The letter requesting review of clarification specifies transfer of title “by way of lease or otherwise”. Under the FCA and accompanying rules, any transfer of forest land can only be done through lease and not “otherwise”.
The letter mentions that this is for the purpose of allowing the developers in favour of whom the land has been leased, to mortgage such land to financial institutions in order to raise capital.
However, the creation of lease does not result in a transfer of title. The handbook of the FCA, 1980 and Forest Conservation Rules, 2003 published by the MoEF&CC in 2019 states that the diversion of forest land for non-forest purposes is only a “right to use” granted to the user agency without any change in legal status of the forest land, and that the entity using the forest and cannot mortgage, reassign or sublease it [Chapter I: Court Orders and General Clarifications, Paragraph 1.9]. The Himachal Pradesh government’s request, made by way of the second letter, therefore appears to be illegal.
These demands also appear to contradict conditions typically imposed along with the forest clearance. For instance, a clearance letter issued recently to set up an All India Institute of Medical Sciences in Himachal’s Bilaspur town lays down clear conditions such as “Legal status of the diverted forest land shall remain unchanged” and that “The forest land shall not be used for any purpose other than that specified in the proposal and under no circumstances be transferred to any other agency, department or person.”

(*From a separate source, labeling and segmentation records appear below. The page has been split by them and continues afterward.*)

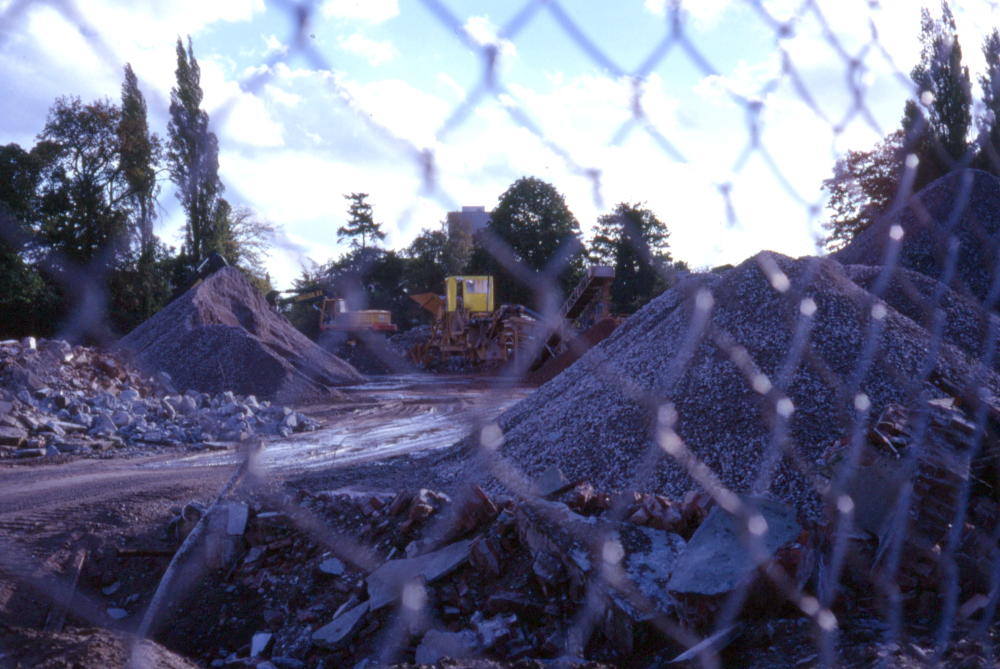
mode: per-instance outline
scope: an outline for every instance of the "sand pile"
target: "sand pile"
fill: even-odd
[[[954,236],[960,246],[950,286],[980,301],[986,299],[1000,258],[1000,180],[979,170],[942,177],[833,257],[844,265],[882,265],[890,231],[897,224],[904,231],[901,266],[940,278]]]
[[[130,332],[115,350],[179,390],[282,403],[329,397],[363,377],[316,346],[231,267],[225,267]]]
[[[762,269],[770,267],[768,273]],[[791,288],[779,292],[768,275],[780,268]],[[781,286],[782,279],[773,279]],[[711,295],[711,299],[709,299]],[[793,369],[783,366],[793,350],[802,315],[809,345]],[[692,275],[632,316],[575,365],[542,386],[499,419],[505,441],[500,455],[531,476],[558,465],[569,479],[604,489],[655,491],[682,496],[696,484],[655,441],[657,413],[676,411],[675,429],[687,447],[737,492],[768,492],[801,509],[818,512],[810,483],[788,457],[766,463],[777,401],[794,405],[789,448],[800,464],[815,466],[824,450],[848,430],[854,415],[856,374],[872,322],[872,298],[836,262],[793,260],[759,254],[722,276]],[[704,335],[696,336],[683,364],[696,305],[711,303]],[[910,318],[887,307],[871,366],[860,390],[875,416],[887,403],[906,403],[919,389],[931,337]],[[742,347],[775,387],[766,396],[732,360]],[[737,349],[739,350],[739,349]],[[942,344],[934,365],[953,379],[971,379],[972,363],[955,346]],[[783,382],[782,376],[786,377]],[[1000,378],[986,379],[993,393]],[[932,396],[936,389],[925,388]]]

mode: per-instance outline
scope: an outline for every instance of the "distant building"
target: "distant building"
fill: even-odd
[[[449,272],[460,271],[472,255],[472,237],[490,222],[486,207],[462,207],[462,211],[449,211],[448,246],[451,262]]]

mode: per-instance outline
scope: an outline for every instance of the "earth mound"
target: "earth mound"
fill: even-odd
[[[950,239],[959,244],[949,286],[985,302],[997,275],[1000,250],[1000,179],[958,170],[913,196],[902,210],[881,218],[832,254],[844,265],[883,265],[893,226],[903,229],[899,264],[934,279],[947,266]]]
[[[730,490],[819,514],[811,472],[848,433],[859,391],[875,417],[921,390],[942,395],[921,380],[931,335],[875,304],[829,259],[761,253],[723,276],[688,276],[502,414],[498,455],[530,477],[558,465],[598,488],[682,497],[699,485],[658,444],[666,418]],[[946,342],[931,367],[948,379],[975,378],[974,363]],[[859,370],[860,387],[852,387]],[[1000,389],[992,372],[984,382]],[[776,427],[779,408],[791,410],[787,431]]]
[[[114,349],[179,390],[282,403],[336,394],[364,377],[276,314],[232,267],[224,267],[123,337]]]

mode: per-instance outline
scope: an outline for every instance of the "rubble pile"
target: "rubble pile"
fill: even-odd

A former senior bureaucrat of the Himachal Pradesh government said the purpose of mortgaging could be met by signing a lease over the land, which a bank could sell to another party in case of default of the user agency. In the past, hydroelectric companies in the state had demanded such leases and the state now offers such leases for a nominal rent, the official said.
“Record of rights are irrelevant since they do not have evidentiary value. Even if the name of the agency is entered, a bank cannot cite it to recover its dues,” the official said.

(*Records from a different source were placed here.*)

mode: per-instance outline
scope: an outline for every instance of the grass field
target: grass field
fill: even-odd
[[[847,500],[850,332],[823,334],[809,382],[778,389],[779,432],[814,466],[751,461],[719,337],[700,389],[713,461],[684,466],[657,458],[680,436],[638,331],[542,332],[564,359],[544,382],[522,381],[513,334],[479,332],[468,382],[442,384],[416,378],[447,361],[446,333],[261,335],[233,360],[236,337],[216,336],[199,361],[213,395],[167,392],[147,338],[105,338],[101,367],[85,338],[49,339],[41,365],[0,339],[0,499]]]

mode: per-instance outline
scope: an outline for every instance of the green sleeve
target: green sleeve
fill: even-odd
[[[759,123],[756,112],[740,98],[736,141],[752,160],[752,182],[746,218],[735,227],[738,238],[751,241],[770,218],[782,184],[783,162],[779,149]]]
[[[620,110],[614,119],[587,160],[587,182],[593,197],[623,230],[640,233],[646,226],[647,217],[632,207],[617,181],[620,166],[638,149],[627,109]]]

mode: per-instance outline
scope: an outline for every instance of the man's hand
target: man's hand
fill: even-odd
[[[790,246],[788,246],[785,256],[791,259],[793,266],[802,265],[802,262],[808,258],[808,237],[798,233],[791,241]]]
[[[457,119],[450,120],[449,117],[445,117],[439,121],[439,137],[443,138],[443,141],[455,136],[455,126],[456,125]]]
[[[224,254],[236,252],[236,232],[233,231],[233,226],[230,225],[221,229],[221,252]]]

“Maybe the leases are not being signed to the satisfaction of financial institutions and they might be demanding entry in the record of rights,” the official added.
In fact, even the recognition of individual forest rights under the Scheduled Tribes and Other Traditional Forest Dwellers (Recognition of Forest Rights) Act, 2006 (“FRA”) does not lead to the revision of entries in the record of rights.
“When rights are recognised under the FRA, the forest department does not mutate the records in the rights holder’s name”, Sharachhandra Lele, senior fellow at Ashoka Trust for Research in Ecology and the Environment, said. “If anyone needs the ability to mortgage land to banks, surely it is the poor adivasi farmer.”
Nihar Gokhale is Associate Editor and Mukta Joshi is lawyer with Land Conflict Watch, an independent network of researchers studying land conflicts, climate change and natural resource governance in India.